Tracking of horses during races with RaceTech could mean extra services for punters

So for this year’s Cheltenham Festival, the Jockey Club established a permanent 2Gbit wireless network, with 189 access points, 13,500 metres of cabling and 7,650 metres of fibre, supplied by Xirrus and managed by Aircom. The idea was to allow tens of thousands of spectators to get online. Altogether 35,000 did just that, making a total of 886,000 visits to partners’ websites, with the platform recording 5.5 million events.

“One of the challenges in a racecourse is that consumers don’t stand in one place,” Dommett points out, saying that perhaps 20,000 moved from one part of the course to another while watching a race. He carried out his own test: “I managed to walk from one end of the grandstand to the other streaming BBC iPlayer, and there were 15,000 people at the time.”

The Jockey Club is now looking at how to set up similar networks at other courses.

This could allow racecourse spectators to bet through their smartphones, which Dommett sees as a welcome additional option. But he thinks many will want to stick with traditional methods: “There’s a historical and cultural thing about going to the rail with your five quid,” he says.

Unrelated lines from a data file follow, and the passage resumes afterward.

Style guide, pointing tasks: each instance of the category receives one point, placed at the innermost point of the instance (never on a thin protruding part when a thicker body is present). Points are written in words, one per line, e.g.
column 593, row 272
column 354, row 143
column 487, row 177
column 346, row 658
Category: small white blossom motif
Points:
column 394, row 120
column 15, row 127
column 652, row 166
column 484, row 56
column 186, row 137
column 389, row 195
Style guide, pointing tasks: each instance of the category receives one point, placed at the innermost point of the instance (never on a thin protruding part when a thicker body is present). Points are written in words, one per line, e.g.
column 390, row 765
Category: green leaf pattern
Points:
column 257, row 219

Racing is finding ways to make better use of technology, but it’s mainly about people and – as jockeys love to say in post-race interviews with Clare Balding and her colleagues – the horse. ®

* As the name suggests, horses racing on the flats rather than with jumps. The season runs in the summer, from "the day the Lincoln Handicap is programmed until the afternoon the November Handicap is programmed" – usually from late March until early November.